Archive for March 2006
I Don’t Know Which Is The Stupidest, Kompas, Motorola, or Some Indonesian Regional Law
Take a look at the picture below. See anything wrong with it?
It’s an article in THE Indonesian newspaper, Kompas. If you haven’t found out what’s wrong, it’s that stupid black box at the center of the screen. That’s a Motorola ad, which–as you can see–cuts off some text from the news. There’s NO WAY you can (a) close that damn thing (b) drag that damn thing away from the text (c) scroll the screen to see the text (because that stupid Motorola ad will follow the text, so basically that portion is unreadable).
Nice. Just because of this I’ll make an oath to myself NEVER TO BUY ANY MOTOROLA HANDPHONE. EVER. Because their ad is just so annoying.
You’re a prostitute!
But I can’t decide whether it is the ad or the news that is more stupid. A city called Tangerang (that’s near Jakarta, folks) just put a new law into effect. The law basically say that if you’re a woman, and you’re outside your house later than 7 pm, you are a prostitute and you have to be arrested. (YES, 7 pm. Singapore kids, you think you have it bad with your 11pm curfew? Read on, laugh, and point hysterically.)

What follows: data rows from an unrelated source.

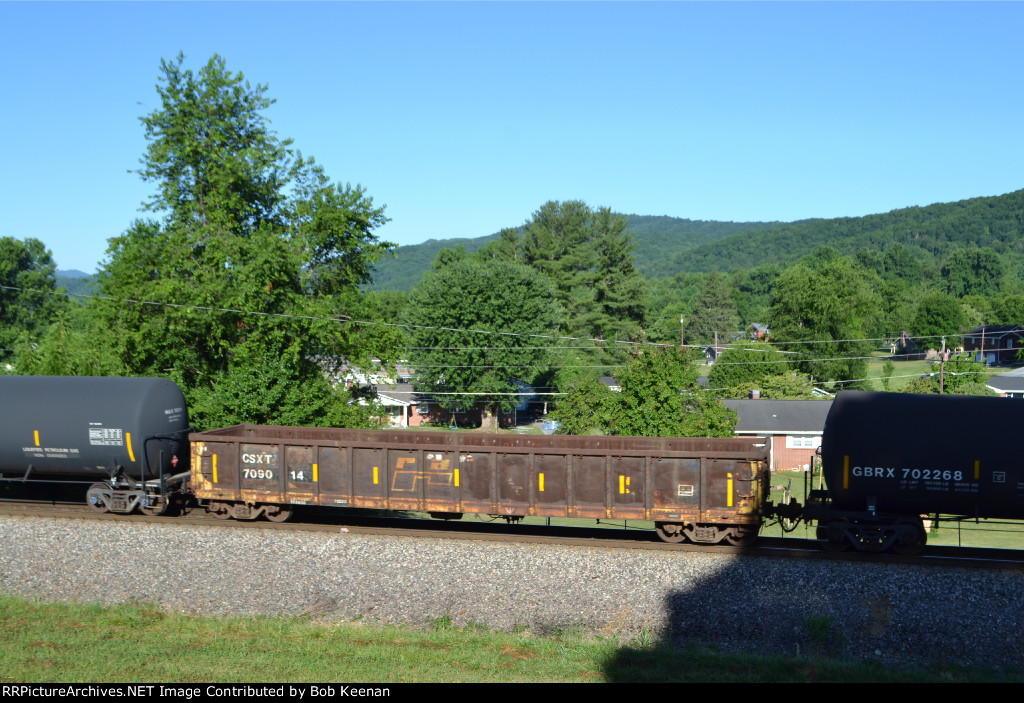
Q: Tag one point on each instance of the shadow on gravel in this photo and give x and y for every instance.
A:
(855, 615)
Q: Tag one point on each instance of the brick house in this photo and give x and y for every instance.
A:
(795, 427)
(1009, 385)
(994, 344)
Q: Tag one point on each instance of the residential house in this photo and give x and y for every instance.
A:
(795, 428)
(994, 344)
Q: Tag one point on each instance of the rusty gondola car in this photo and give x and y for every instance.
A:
(705, 489)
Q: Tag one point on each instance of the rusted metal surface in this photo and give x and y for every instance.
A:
(671, 480)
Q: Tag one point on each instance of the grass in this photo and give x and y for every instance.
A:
(905, 371)
(70, 643)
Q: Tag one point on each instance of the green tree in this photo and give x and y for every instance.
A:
(505, 248)
(252, 268)
(960, 376)
(620, 290)
(589, 257)
(476, 327)
(29, 300)
(747, 364)
(715, 317)
(976, 270)
(69, 348)
(939, 314)
(1008, 310)
(658, 398)
(820, 314)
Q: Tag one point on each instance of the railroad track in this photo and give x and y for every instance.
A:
(603, 537)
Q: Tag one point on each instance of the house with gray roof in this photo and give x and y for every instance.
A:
(1010, 384)
(795, 428)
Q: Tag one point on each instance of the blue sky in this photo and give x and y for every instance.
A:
(464, 118)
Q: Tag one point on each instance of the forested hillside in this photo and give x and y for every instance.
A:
(654, 236)
(669, 246)
(930, 232)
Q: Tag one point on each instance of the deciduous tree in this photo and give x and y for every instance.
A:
(28, 303)
(478, 326)
(246, 280)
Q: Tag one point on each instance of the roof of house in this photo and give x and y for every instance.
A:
(1011, 382)
(994, 330)
(780, 416)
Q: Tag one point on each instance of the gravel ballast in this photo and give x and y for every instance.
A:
(862, 610)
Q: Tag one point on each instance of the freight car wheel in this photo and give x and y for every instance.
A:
(159, 507)
(670, 532)
(279, 513)
(741, 536)
(912, 541)
(221, 511)
(94, 497)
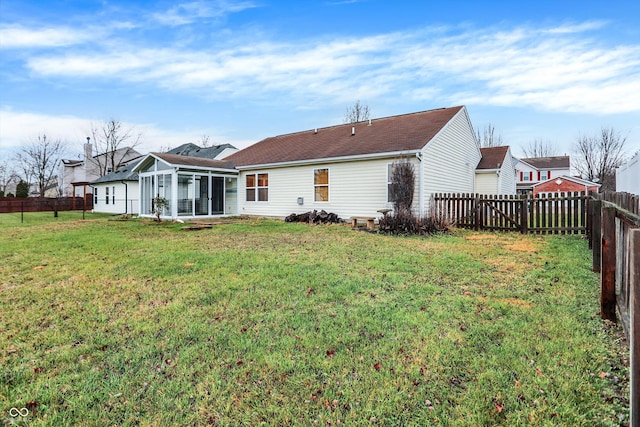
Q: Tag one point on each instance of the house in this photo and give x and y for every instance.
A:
(564, 184)
(628, 176)
(194, 186)
(77, 174)
(345, 169)
(495, 174)
(530, 171)
(117, 192)
(215, 152)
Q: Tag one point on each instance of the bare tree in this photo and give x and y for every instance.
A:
(7, 177)
(539, 148)
(598, 156)
(39, 160)
(489, 137)
(401, 185)
(358, 112)
(205, 141)
(112, 142)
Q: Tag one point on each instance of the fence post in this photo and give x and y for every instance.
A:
(634, 326)
(608, 265)
(524, 215)
(596, 233)
(476, 212)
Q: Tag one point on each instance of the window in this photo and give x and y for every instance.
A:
(251, 188)
(263, 187)
(321, 185)
(257, 184)
(389, 173)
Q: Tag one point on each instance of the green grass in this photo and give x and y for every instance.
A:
(261, 322)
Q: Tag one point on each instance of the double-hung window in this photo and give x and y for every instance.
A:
(321, 185)
(257, 187)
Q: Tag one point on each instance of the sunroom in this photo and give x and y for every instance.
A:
(193, 186)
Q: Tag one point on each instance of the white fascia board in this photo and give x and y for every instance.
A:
(204, 169)
(150, 155)
(372, 156)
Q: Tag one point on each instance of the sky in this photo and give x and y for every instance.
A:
(241, 71)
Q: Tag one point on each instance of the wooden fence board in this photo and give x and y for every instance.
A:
(563, 213)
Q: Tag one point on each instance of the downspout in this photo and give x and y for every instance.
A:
(420, 184)
(126, 196)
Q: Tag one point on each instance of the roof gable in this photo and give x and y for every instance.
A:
(554, 162)
(193, 150)
(575, 179)
(125, 173)
(176, 160)
(408, 132)
(493, 157)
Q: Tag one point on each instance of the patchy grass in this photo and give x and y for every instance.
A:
(263, 322)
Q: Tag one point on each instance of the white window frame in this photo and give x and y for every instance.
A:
(257, 187)
(316, 186)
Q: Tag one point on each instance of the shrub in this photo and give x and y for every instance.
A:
(405, 222)
(159, 205)
(402, 184)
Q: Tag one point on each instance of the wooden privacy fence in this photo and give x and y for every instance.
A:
(615, 240)
(560, 213)
(37, 204)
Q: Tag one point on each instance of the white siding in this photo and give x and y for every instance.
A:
(487, 182)
(450, 160)
(628, 176)
(507, 180)
(356, 188)
(129, 205)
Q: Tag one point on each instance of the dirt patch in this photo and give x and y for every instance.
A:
(523, 246)
(482, 237)
(514, 302)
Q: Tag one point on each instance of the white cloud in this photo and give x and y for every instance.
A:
(20, 127)
(187, 13)
(16, 36)
(558, 68)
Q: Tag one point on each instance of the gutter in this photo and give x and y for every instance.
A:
(343, 159)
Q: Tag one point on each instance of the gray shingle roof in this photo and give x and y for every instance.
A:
(125, 173)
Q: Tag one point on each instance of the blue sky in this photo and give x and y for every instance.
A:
(241, 71)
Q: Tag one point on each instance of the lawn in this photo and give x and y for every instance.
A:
(261, 322)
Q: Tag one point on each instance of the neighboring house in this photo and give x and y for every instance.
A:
(564, 184)
(495, 173)
(194, 186)
(77, 174)
(117, 192)
(345, 169)
(628, 176)
(530, 171)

The victims? Taken from the news (translated by yours truly):
- “Several of them are housewives who are on their way home but decided to take a little break to drink bottled tea (Teh Botol–very popular drink in Indonesia).”

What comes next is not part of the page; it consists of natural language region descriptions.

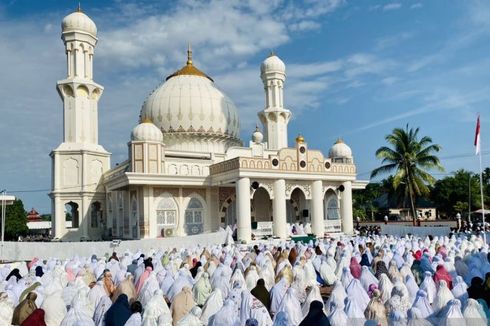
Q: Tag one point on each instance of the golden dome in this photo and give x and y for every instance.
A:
(189, 69)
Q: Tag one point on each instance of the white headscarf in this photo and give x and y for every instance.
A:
(460, 289)
(429, 286)
(385, 287)
(313, 295)
(357, 293)
(442, 298)
(367, 278)
(6, 309)
(278, 292)
(226, 316)
(292, 306)
(337, 316)
(452, 314)
(422, 304)
(104, 304)
(473, 313)
(354, 312)
(53, 306)
(213, 305)
(337, 296)
(191, 318)
(155, 308)
(346, 277)
(415, 318)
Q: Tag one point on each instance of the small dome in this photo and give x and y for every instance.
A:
(257, 136)
(273, 64)
(340, 150)
(79, 22)
(146, 131)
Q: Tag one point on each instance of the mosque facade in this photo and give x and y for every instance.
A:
(188, 172)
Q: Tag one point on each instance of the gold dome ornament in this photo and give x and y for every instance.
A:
(189, 69)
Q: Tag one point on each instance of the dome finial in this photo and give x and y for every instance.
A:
(189, 54)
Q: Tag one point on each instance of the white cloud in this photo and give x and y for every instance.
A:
(392, 6)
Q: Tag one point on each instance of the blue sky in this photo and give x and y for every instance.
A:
(355, 69)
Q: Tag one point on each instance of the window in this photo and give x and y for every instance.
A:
(194, 216)
(332, 208)
(166, 215)
(95, 215)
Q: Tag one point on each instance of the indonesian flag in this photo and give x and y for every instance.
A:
(477, 136)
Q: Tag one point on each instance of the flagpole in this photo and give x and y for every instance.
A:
(482, 202)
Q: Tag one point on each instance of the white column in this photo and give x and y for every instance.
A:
(317, 224)
(279, 209)
(346, 209)
(243, 207)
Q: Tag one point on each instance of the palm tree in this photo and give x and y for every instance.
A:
(409, 159)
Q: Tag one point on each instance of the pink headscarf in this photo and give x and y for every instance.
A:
(143, 278)
(355, 268)
(32, 263)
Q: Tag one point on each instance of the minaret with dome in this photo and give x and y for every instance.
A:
(187, 170)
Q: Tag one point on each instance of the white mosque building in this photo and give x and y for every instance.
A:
(187, 170)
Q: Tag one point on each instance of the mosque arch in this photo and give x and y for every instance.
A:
(95, 214)
(195, 214)
(299, 205)
(331, 205)
(228, 211)
(72, 214)
(166, 214)
(261, 206)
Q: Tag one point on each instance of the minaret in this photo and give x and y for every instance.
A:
(274, 117)
(79, 161)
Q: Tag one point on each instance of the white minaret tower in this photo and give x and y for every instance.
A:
(79, 161)
(274, 117)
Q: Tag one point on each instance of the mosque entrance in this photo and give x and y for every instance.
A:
(261, 206)
(299, 211)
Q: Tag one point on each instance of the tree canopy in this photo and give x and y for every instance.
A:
(410, 159)
(15, 221)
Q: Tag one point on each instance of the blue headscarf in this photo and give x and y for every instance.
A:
(119, 313)
(425, 264)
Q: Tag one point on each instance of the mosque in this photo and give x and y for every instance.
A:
(187, 170)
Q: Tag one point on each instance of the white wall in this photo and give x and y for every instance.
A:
(16, 251)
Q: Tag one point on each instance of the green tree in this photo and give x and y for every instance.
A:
(410, 158)
(15, 220)
(461, 186)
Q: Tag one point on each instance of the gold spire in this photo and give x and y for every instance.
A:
(189, 54)
(300, 139)
(189, 69)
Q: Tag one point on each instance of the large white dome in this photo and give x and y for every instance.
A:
(79, 22)
(340, 150)
(192, 113)
(146, 131)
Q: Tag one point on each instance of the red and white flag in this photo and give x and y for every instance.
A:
(477, 136)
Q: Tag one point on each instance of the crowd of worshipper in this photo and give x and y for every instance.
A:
(378, 280)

- “A wife who’s waiting for his husband in a hotel, because he’s out to get dinner for them.”
- “The wife of an elementary school teacher who is on her way back from work.”
This curfew starts at 7PM, mind you. So if you’re a female, you work slightly late and don’t manage to reach your home by 7… well, too bad. You’re a prostitute. No matter what, according to judge Barmen Sinurat, who insisted on branding housewives and a 2-month pregnant wife of an elementary school teacher named Lilis Lindawati as whores.
He sent the housewives back to their families for “moral reeducation” (that is, STILL branding them prostitutes). Lilis, however, wasn’t so “fortunate”. There was no way for her to contact her husband, this is a small city in Indonesia, mind you, not Singapore where everybody has got a mobile. And her husband, who suffers from high blood pressure, was ill that day so he couldn’t fetch her that day.
Later on when he was better and was looking for his missing wife, the officers asked him to pay Rp 300000 (that’s about SGD 60). He only had Rp 2000 in his pocket (about 40 cents here). Again, teachers in Indonesia are not in any way like teachers in Singapore. They are paid almost nothing over there.
“I don’t want to pay for the fine. My wife is NOT a prostitute,” he lamented. “However, I’m worried that she’ll suffer a miscarriage again.”
Kompas and Motorola are the smarter ones in this comparison. That’s for sure.